On our last day of University of San Francisco’s Tropical Restoration Ecology class, we were graced with an impromptu lecture by Dr. Wong, found and director of the Bornean Sun Bear Conservation Centre. I was expecting to hear more about sun bears or other conservation topics. It was to the delight of this plant person that for the next hour and a half we were immersed in fig pollination biology and the importance of these trees to Bornean wildlife.

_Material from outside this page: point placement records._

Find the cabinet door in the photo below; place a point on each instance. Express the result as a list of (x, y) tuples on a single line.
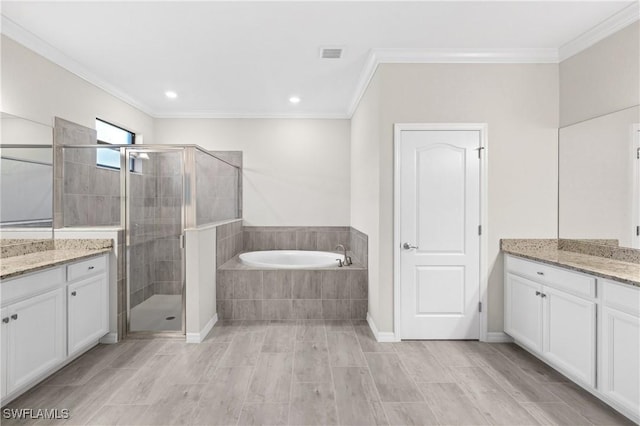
[(4, 314), (88, 314), (36, 338), (523, 311), (620, 351), (570, 334)]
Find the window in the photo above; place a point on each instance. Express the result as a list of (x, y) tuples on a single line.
[(110, 134)]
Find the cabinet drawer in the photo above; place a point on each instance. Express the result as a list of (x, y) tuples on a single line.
[(573, 282), (620, 296), (86, 268), (31, 285)]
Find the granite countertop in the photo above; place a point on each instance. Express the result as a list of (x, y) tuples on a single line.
[(61, 251), (542, 251)]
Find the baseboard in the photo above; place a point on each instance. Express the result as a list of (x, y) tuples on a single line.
[(381, 336), (109, 339), (199, 337), (498, 337)]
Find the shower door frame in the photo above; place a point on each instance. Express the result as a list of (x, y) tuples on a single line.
[(125, 208)]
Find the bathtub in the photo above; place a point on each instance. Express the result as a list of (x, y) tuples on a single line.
[(290, 259)]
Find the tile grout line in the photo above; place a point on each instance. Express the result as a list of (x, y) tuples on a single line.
[(373, 382), (253, 373), (293, 369), (333, 383)]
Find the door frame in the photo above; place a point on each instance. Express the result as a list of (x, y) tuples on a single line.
[(484, 156), (635, 177)]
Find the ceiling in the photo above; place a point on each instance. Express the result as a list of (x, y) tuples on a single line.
[(246, 59)]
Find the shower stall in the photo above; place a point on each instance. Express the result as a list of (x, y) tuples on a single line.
[(153, 193)]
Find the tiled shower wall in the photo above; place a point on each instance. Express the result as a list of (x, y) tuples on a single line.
[(156, 226), (229, 241), (84, 194), (168, 265), (217, 183)]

I first heard the story of figs and fig wasps during my undergrad studies and we saw many as we worked on restoration of the Kinabatangan River with Kopel in Malaysian Borneo this summer (Figure 1). Rehearing the story in greater detail rekindled the awe I have for nature.
The short version of the story goes something like this: Fig flowers are located on the inside of a structure called a syconium (Figure 2). Figs in the genus Ficus has separate male and female syconia. Each fig species has a symbiotic relationship with one to several species of fig wasps. Female fig wasps search for a fig syconium to lay her eggs. Male syconia are structured in such a way that allows female fig wasps to lay their eggs and reproduce. Female syconia have a long style on their flowers that prohibit the female fig wasps from laying eggs. Female fig wasps that enter into the female syconia will pollinate the fig flowers and a fig fruit will develop.
A reoccurring theme of many guest lectures during our University of San Francisco Tropical Restoration Ecology class encourages planting of fig trees to support wildlife conservation. Figs in Borneo are considered to be a keystone species due to their ability to produce fruit year-round. Most other trees in Borneo undergo what is called mass fruiting or masting. Masting is a synchronous production of flowering and fruiting that is triggered by an environmental stimulus. In Borneo, trees flower and set fruit every four to eight years and are typically triggered by a drought event. Our class happened to coincide with a major fruit masting event and we observed many different types of fruits (Figure 3). Thinking back to our walks through the forest it is hard to fathom there being little to no fruit on the trees for years at a time. Figs truly are an oasis for wildlife in an ecosystem that is regularly a fruit desert.